In 2012, Anaplan brought on Frederic Laluyaux as CEO. Laluyaux eventually left the company four years later in April 2016.

A year after Laluyaux became CEO, Anaplan acquired its reseller Vue Analytics in U.K. for an undisclosed amount.

=== Recent history ===
In May 2014, Anaplan introduced its marketplace, Anaplan Hub. Using the marketplace, customers can share and find pre-designed planning models.

After multiple rounds of funding, to assist with going public, the company hired James Budge as its chief financial officer. In 2016, Anaplan had over 480 customers in 20 countries.

In April 2016 Anaplan acquired data analytics brand Chartcube.

In January 2017 Anaplan appointed Frank A. Calderoni as CEO. Calderoni took the company public on October 12, 2018, with Anaplan being listed on the NYSE under the ticker symbol PLAN.

In August 2019, Anaplan announced plans to acquire Mintigo, an Israeli-founded predictive marketing and sales analytics company. In November, the company was named to Deloitte Technology Fast 500.

In March 2022, the private equity firm Thoma Bravo announced a definitive agreement to purchase Anaplan for $10.7 billion.
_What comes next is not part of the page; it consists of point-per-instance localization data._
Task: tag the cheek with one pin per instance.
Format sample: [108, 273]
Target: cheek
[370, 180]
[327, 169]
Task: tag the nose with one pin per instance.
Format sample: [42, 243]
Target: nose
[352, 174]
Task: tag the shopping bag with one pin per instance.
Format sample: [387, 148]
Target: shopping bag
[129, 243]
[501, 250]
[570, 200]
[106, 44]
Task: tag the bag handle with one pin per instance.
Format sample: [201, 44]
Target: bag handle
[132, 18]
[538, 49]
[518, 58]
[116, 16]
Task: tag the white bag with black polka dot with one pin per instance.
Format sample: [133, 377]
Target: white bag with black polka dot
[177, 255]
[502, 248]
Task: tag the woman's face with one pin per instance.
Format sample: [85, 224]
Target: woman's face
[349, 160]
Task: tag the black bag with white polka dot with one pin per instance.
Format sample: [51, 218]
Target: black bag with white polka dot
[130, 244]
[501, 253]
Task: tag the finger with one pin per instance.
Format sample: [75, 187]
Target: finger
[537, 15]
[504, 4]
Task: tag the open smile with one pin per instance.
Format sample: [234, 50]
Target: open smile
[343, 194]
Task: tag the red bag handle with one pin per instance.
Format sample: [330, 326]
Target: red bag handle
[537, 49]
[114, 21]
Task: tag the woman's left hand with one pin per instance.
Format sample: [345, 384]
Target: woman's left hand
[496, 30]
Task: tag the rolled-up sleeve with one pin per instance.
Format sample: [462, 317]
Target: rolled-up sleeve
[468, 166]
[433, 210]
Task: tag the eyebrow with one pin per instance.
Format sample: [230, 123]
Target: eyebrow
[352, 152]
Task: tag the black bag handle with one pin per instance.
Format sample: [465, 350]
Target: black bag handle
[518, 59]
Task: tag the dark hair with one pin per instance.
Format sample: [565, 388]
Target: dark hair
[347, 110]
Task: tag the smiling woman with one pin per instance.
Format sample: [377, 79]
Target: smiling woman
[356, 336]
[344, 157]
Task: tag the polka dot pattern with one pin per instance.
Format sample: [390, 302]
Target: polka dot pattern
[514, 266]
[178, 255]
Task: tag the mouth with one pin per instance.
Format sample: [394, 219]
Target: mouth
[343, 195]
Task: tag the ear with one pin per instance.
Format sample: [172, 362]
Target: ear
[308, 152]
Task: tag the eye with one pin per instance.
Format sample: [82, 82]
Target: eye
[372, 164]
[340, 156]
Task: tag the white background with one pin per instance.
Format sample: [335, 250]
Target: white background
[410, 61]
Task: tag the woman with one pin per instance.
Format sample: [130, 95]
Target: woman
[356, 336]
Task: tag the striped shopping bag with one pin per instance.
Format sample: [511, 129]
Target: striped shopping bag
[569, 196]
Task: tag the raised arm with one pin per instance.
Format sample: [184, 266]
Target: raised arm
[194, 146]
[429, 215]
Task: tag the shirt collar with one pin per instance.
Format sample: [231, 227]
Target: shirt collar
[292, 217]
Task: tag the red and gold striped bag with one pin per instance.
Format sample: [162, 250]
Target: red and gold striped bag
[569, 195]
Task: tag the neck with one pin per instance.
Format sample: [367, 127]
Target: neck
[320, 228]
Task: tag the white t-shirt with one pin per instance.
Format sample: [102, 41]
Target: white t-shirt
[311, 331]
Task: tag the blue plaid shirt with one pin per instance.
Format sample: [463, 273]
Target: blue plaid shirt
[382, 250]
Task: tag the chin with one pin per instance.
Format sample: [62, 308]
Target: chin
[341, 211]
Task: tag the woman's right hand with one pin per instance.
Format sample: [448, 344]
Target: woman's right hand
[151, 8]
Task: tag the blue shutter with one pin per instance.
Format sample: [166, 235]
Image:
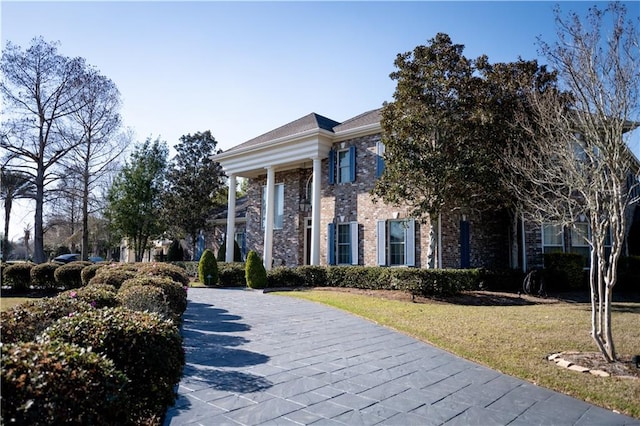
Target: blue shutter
[410, 243]
[331, 243]
[332, 167]
[352, 163]
[355, 241]
[381, 243]
[380, 159]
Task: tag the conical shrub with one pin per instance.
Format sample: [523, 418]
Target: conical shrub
[255, 273]
[208, 268]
The deal closed in June 2022. Thoma Bravo renegotiated the deal to $10.4 billion, stating that Anaplan had breached the merger agreement by overpaying new workers, although commentators linked the renegotiation to the broader market downturn.

Also in 2022, Anaplan announced the acquisition of the applications division from existing partner Vuealta.

In June 2023, Anaplan began a round of major layoff, ranging from 119 to 500 employees.

== Funding ==
Anaplan raised its first venture capital funding within a year of its first sales in 2010. In 2012, the company raised $11.4 million in Series B financing from investors that included Granite Ventures and Shasta Ventures.

Then, in 2014, the company's Series D funding raised $100 million from new and existing investors including DFJ Growth, Workday, and Shasta Ventures. In 2016, Anaplan raised $90 million and became the second UK-founded company to achieve a $1 billion valuation.

Premji Invest led the fundraising, and was joined by Baillie Gifford, Founders Circle Capital, Harmony Partners, and Anaplan's then-current investors. As of January 2016, Anaplan had raised a total of $240 million in five funding rounds.

== Technology ==
Anaplan's Hyperblock technology is a patented in-memory database and calculation engine for business planning.

In November 2014, Anaplan announced the launch of the Anaplan App Hub for business planning applications.